As a general conclusion, it can be stated that cognitive flexibility training done in 15 sessions of 30-45 minutes had a positive effect on reducing the cognitive problems of 13-to-18-year-old female adolescents with intellectual disabilities. Given that such children have difficulties in learning, memory, language, etc., the inclusion of a cognitive flexibility training program is recommended alongside other rehabilitation plans for both behavior and speech as well as social and cognitive rehabilitation. It is also essential to raise awareness of such needs among specialists, parents, teachers, and other health care providers to include cognitive flexibility training in their rehabilitation, treatment, and educational programs. Their contribution - within their limits - toward social awareness and the adaptability of intellectually disabled children is recommended. They should at least think about incorporating cognitive flexibility training into their overall programs.
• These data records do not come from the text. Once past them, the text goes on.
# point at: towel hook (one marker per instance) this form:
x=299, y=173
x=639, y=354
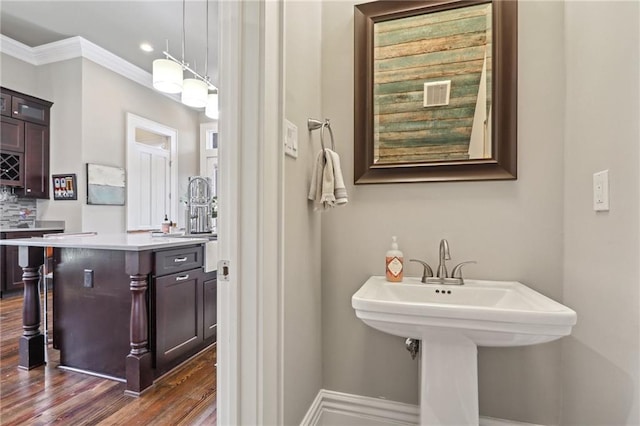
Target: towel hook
x=313, y=124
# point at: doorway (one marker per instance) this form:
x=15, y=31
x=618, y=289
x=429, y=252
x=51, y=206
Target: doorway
x=152, y=173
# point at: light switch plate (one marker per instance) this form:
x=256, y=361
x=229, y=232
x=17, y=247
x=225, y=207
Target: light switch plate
x=601, y=191
x=290, y=139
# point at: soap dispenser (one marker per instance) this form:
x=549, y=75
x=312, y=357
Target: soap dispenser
x=166, y=225
x=394, y=263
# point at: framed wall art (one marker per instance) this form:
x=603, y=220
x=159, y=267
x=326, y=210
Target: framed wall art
x=105, y=185
x=65, y=186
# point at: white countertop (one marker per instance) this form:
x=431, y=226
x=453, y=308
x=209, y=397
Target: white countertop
x=35, y=229
x=121, y=241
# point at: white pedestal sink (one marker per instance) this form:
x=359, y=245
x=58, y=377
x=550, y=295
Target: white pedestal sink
x=452, y=321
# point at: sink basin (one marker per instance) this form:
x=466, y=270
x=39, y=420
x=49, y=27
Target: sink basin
x=490, y=313
x=452, y=321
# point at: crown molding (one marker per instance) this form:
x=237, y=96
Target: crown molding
x=16, y=49
x=77, y=47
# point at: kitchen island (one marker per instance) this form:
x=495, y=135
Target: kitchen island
x=128, y=307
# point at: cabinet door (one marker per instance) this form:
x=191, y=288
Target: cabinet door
x=5, y=104
x=36, y=161
x=178, y=312
x=11, y=166
x=12, y=135
x=210, y=299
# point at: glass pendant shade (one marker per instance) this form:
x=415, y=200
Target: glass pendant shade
x=194, y=93
x=167, y=76
x=211, y=109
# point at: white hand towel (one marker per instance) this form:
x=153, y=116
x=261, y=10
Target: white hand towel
x=339, y=190
x=327, y=184
x=328, y=198
x=315, y=190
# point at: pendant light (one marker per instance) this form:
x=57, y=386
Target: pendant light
x=211, y=110
x=194, y=92
x=167, y=75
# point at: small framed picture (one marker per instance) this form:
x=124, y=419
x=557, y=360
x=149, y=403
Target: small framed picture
x=65, y=187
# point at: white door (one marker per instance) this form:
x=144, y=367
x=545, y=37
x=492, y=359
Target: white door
x=151, y=174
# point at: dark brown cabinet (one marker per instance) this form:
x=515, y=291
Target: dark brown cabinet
x=184, y=305
x=24, y=144
x=210, y=294
x=11, y=272
x=36, y=161
x=178, y=315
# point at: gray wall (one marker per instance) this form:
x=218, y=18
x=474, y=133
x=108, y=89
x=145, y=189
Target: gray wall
x=302, y=292
x=601, y=250
x=513, y=229
x=88, y=125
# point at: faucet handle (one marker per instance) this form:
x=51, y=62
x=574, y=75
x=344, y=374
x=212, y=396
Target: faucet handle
x=456, y=272
x=426, y=271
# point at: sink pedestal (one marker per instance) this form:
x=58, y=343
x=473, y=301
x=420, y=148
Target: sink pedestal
x=448, y=379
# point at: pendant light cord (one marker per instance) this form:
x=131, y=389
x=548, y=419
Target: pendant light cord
x=183, y=31
x=206, y=55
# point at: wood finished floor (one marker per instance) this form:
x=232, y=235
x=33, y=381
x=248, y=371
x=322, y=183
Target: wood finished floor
x=47, y=395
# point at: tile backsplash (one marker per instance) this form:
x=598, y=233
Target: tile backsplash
x=13, y=213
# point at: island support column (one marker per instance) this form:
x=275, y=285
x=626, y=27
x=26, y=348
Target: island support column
x=31, y=344
x=139, y=372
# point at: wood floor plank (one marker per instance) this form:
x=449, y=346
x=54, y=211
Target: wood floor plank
x=47, y=395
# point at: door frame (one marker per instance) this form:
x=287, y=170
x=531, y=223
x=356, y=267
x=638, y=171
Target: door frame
x=249, y=350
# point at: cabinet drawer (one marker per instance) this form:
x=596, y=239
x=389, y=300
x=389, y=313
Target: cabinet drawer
x=5, y=104
x=12, y=135
x=177, y=260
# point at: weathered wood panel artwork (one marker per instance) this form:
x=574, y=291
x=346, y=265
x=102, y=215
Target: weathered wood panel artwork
x=450, y=45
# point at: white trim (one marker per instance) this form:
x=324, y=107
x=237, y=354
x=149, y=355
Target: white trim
x=380, y=411
x=77, y=47
x=229, y=133
x=16, y=49
x=365, y=407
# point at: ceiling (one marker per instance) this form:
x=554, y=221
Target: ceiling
x=119, y=27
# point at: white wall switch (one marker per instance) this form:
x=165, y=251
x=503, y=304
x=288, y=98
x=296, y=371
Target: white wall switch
x=290, y=139
x=601, y=191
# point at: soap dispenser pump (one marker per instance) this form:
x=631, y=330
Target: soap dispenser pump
x=394, y=263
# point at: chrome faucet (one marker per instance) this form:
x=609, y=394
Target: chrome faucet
x=442, y=275
x=444, y=256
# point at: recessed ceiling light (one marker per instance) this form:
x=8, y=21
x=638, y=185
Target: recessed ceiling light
x=146, y=47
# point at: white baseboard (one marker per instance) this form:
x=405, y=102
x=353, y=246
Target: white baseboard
x=341, y=409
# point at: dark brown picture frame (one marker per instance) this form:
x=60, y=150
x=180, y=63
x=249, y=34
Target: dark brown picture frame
x=65, y=186
x=503, y=163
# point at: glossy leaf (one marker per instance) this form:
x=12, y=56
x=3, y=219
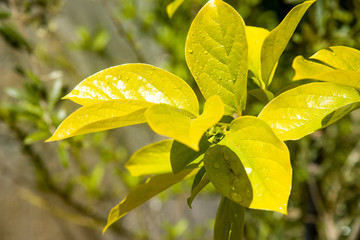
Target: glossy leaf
x=151, y=159
x=255, y=37
x=336, y=64
x=181, y=125
x=227, y=173
x=266, y=161
x=305, y=109
x=136, y=82
x=144, y=192
x=263, y=95
x=173, y=6
x=230, y=220
x=101, y=116
x=216, y=53
x=276, y=41
x=200, y=181
x=181, y=156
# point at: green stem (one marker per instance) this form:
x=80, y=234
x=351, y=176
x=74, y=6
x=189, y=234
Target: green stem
x=230, y=220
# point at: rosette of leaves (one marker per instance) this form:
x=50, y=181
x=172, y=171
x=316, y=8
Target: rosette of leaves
x=244, y=157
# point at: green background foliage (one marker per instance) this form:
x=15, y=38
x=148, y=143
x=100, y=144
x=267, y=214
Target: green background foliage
x=87, y=172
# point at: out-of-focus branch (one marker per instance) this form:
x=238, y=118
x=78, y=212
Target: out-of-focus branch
x=48, y=182
x=122, y=32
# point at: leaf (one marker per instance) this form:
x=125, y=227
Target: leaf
x=216, y=53
x=136, y=82
x=230, y=220
x=255, y=37
x=200, y=181
x=144, y=192
x=101, y=116
x=227, y=173
x=276, y=41
x=182, y=125
x=181, y=155
x=266, y=161
x=173, y=6
x=263, y=95
x=151, y=159
x=337, y=64
x=302, y=110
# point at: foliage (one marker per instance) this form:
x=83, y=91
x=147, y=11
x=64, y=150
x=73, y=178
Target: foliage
x=240, y=162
The present study had some limitations which should be mentioned for a better interpretation of our results as well as considerations in future research studies. First, the participants were not fully involved in the present study and training program. The other limitations include small sample size, the wide age range of the participants, lack of consideration to the intelligence level of the participants, and enrollment of only the adolescents with intellectual impairments. Moreover, the active participation of the parents can help reach better results.